PyTorch¶
PyTorch is an open source deep learning platform.
Versions¶
CPU and GPU versions of the PyTorch python library are available and require different methods to install.
GPU version is recommended
PyTorch typically runs much faster on a GPU. Researchers need to request permission to be added to the list of GPU node users.
It's worth visiting the PyTorch "Get Started" page, where you can find an interactive installation command generator.
GPU version¶
Installing with pip¶
PyTorch may be installed using pip in a virtualenv, which uses packages from the Python Package Index. The PyTorch binaries are packaged with necessary libraries built-in, therefore it is not required to load CUDA/CUDNN modules.
Initial setup:
module load python
virtualenv pytorchenv
source pytorchenv/bin/activate
pip install torch torchvision torchaudio
Installing specific versions of PyTorch
To select a specific version, use the pip
standard method, for example, to
install version 1.0.0, run pip install torch==1.0.0
. Removing the
version number installs the latest release version.
If you have any other additional python package dependencies, these should be
installed into your virtualenv with additional pip install
commands, or
preferably in bulk using a
requirements file
Subsequent activation as part of a GPU job:
module load python
source pytorchenv/bin/activate
Installing with conda¶
If you prefer to use conda environments, instructions are provided below. However, for simplicity the examples on this page will use pip.
Conda package availability and disk space
Conda tends to pull in a lot of packages, consuming more space than pip virtualenvs. Additionally, pip tends to have a wider range of third-party packages than conda.
Initial setup:
module load anaconda3
mamba create -n pytorchenv
mamba activate pytorchenv
mamba install pytorch torchvision torchaudio pytorch-cuda=12.1 -c pytorch -c nvidia
Subsequent activation as part of a GPU job:
module load anaconda3
mamba activate pytorchenv
CPU-only version¶
The CPU version will be slower, but perhaps useful for quick prototyping, and creates a much smaller virtual environment.
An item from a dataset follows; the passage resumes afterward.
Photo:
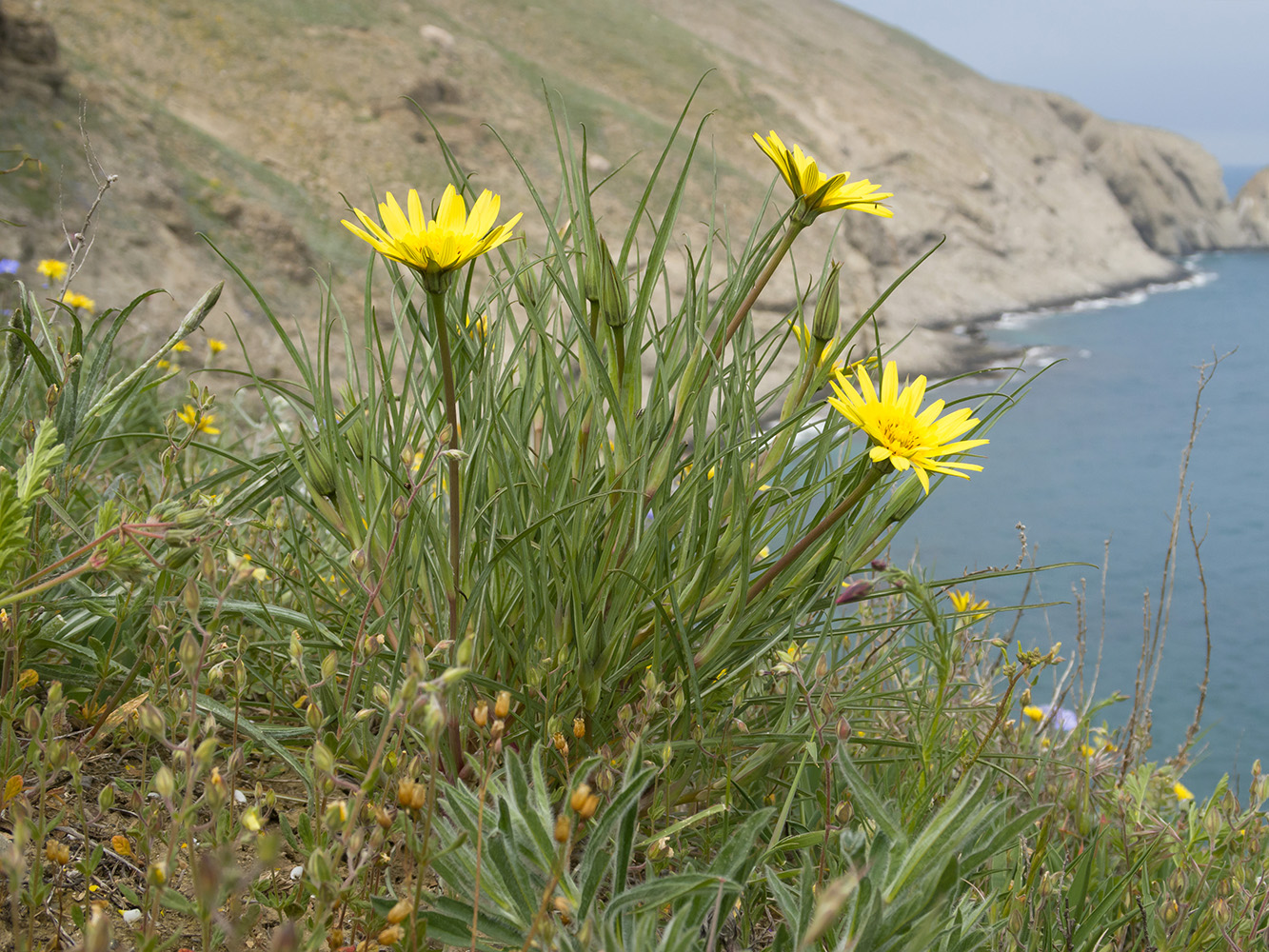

CPU-only code should not be run on the GPU nodes.
Pip instructions¶
To install the cpu-only version, create the virtualenv as shown in the GPU version above, then run the following commands:
pip install torch torchvision torchaudio --index-url https://download.pytorch.org/whl/cpu
Conda instructions¶
To install the cpu-only version, create the conda environment as shown in the GPU version above, then run the following command:
mamba install pytorch torchvision torchaudio cpuonly -c pytorch
Example jobs¶
GPU basic example¶
The job script assumes a virtual environment pytorchenv
containing the
pytorch GPU packages, set up as shown above.
#!/bin/bash
#$ -cwd
#$ -pe smp 12
#$ -l h_vmem=7.5G
#$ -l h_rt=240:0:0
#$ -l gpu=1
module load python
source ~/pytorchenv/bin/activate
python two_layer_net_tensor_gpu.py
A copy of the example PyTorch script can be obtained by running
wget https://raw.githubusercontent.com/sbutcher/pytorch-examples/master/tensor/two_layer_net_tensor_gpu.py
Submit the script to the job scheduler.
GPU training example¶
This example makes use of the PyTorch transfer learning
tutorial
which utilises a single GPU. The following steps will set up the environment to
use with an existing virtual environment named pytorchenv
, with PyTorch and
matplotlib packages installed:
wget https://pytorch.org/tutorials/_downloads/07d5af1ef41e43c07f848afaf5a1c3cc/transfer_learning_tutorial.py
wget https://download.pytorch.org/tutorial/hymenoptera_data.zip
mkdir data
unzip ../hymenoptera_data.zip -d data
Create a job script using
this GPU job template
and submit with the qsub
command:
#!/bin/bash
#$ -cwd
#$ -j y
#$ -pe smp 12
#$ -l h_vmem=7.5G
#$ -l h_rt=240:0:0
#$ -l gpu=1
module load python
source ~/pytorchenv/bin/activate
python transfer_learning_tutorial.py
Checking that the GPU is being used correctly
Running ssh <nodename> nvidia-smi
on a node will query the GPU status.
You can also use the
nvtools module
to check that the GPU is being used correctly. If the job is running, the
qstat
command will show which node is being used.
It is possible to write PyTorch code for multiple GPUs, and also hybrid CPU/GPU tasks, but do not request more than one GPU unless you can verify that multiple GPU are correctly utilised by your code.
CPU-only example¶
The job script assumes a virtual environment pytorchcpu
containing the
cpu-only pytorch packages, set up as shown above.
#!/bin/bash
#$ -cwd
#$ -pe smp 1
#$ -l h_rt=1:0:0
#$ -l h_vmem=1G
module load python
source ~/pytorchcpu/bin/activate
python two_layer_net_tensor_cpu.py
A copy of the example PyTorch script can be obtained by running
wget https://raw.githubusercontent.com/sbutcher/pytorch-examples/master/tensor/two_layer_net_tensor_cpu.py
Submit the script to the job scheduler.